We have to be carefull not to scare monger with these discussions.
But i agree with what you posted..

Ive always though of igf as like a turbo for various mechanisms, and it puts your body into overdrive, as you get older its the last thing you want to stay young and healthy. Hence alternate fasting is becoming a huge life style choice... lowering igf seems to improve health vastly.

I fear that if somone has cancer, then igf has the potential to speed up its growth, but i have yet to speak with a bodybuilder who has had cancer and used igf... so its theoretic.

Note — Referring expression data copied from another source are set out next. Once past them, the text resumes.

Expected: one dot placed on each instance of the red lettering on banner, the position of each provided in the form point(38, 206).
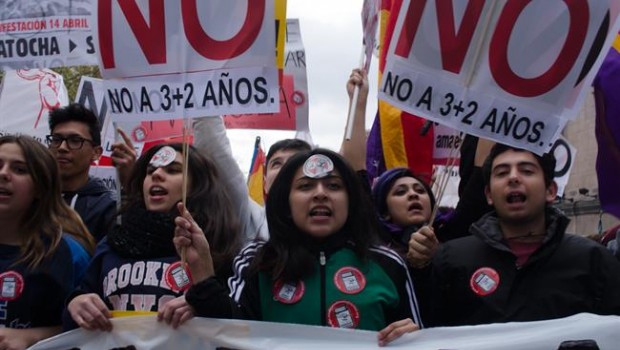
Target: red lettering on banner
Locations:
point(410, 27)
point(150, 36)
point(454, 44)
point(507, 79)
point(222, 49)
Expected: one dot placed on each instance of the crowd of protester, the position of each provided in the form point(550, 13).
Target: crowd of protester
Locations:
point(331, 247)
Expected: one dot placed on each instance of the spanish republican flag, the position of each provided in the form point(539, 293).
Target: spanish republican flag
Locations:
point(607, 129)
point(396, 138)
point(255, 177)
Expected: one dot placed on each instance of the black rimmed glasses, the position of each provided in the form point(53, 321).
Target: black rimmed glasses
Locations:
point(74, 142)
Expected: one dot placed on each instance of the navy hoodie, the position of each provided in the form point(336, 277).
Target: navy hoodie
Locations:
point(96, 205)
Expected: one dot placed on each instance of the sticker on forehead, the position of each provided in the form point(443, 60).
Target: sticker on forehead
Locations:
point(318, 166)
point(163, 157)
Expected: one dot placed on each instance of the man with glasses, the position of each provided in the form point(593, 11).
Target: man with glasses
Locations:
point(75, 142)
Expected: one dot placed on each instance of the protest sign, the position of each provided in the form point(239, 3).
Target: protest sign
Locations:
point(26, 97)
point(293, 113)
point(46, 33)
point(187, 58)
point(511, 71)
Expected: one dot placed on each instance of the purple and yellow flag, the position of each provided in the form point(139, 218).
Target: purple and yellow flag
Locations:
point(607, 99)
point(255, 177)
point(395, 138)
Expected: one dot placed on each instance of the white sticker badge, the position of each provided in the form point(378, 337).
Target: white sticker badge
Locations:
point(318, 166)
point(163, 157)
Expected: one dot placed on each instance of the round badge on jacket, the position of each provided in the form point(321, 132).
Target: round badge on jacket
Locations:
point(11, 285)
point(484, 281)
point(343, 314)
point(288, 293)
point(349, 280)
point(178, 277)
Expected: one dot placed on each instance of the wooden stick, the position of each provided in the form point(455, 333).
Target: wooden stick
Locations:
point(443, 181)
point(186, 126)
point(353, 108)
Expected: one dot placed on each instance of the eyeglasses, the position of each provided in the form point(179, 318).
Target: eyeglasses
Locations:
point(74, 142)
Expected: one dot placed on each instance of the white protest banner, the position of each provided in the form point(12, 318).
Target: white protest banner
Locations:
point(510, 71)
point(143, 134)
point(107, 174)
point(370, 21)
point(187, 58)
point(46, 33)
point(565, 155)
point(201, 333)
point(293, 113)
point(450, 195)
point(26, 97)
point(446, 145)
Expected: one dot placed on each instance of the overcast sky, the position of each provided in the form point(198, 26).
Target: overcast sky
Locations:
point(332, 34)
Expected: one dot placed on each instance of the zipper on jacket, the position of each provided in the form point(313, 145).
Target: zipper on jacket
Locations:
point(322, 261)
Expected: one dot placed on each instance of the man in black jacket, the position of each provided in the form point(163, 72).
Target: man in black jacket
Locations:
point(519, 264)
point(75, 142)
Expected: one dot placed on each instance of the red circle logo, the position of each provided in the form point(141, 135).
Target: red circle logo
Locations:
point(484, 281)
point(288, 293)
point(11, 285)
point(349, 280)
point(343, 314)
point(178, 277)
point(139, 134)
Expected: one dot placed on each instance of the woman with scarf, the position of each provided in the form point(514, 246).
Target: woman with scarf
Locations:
point(136, 267)
point(319, 266)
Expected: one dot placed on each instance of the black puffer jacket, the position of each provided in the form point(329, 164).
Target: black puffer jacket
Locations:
point(475, 279)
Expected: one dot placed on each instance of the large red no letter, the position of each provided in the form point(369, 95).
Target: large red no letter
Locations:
point(453, 43)
point(507, 79)
point(151, 37)
point(224, 49)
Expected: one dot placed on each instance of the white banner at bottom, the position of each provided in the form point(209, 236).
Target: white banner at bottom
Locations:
point(201, 333)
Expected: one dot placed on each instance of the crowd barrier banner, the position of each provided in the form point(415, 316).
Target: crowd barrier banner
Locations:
point(200, 333)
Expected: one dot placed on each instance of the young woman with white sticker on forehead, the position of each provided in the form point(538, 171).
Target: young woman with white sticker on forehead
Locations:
point(136, 267)
point(319, 266)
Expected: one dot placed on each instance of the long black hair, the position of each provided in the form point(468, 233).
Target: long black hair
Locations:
point(287, 255)
point(207, 201)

The internal signs of IGF though have been reported, for example the affects hgh can have on the cardiovascular system and muscle.. increasing pressure within the left ventricle, enlarging the heart, i put this down to elevated IGF for long periods.. jesse marunde for example, the strongman, used hgh and aas, the autopsy that wasnt revealed to the media showed his heart had basicaly burst... Perhaps from igf etc.. but he had a defect, so.. it guesstimate.

Its certainly a subject that needs to be adressed very carefully.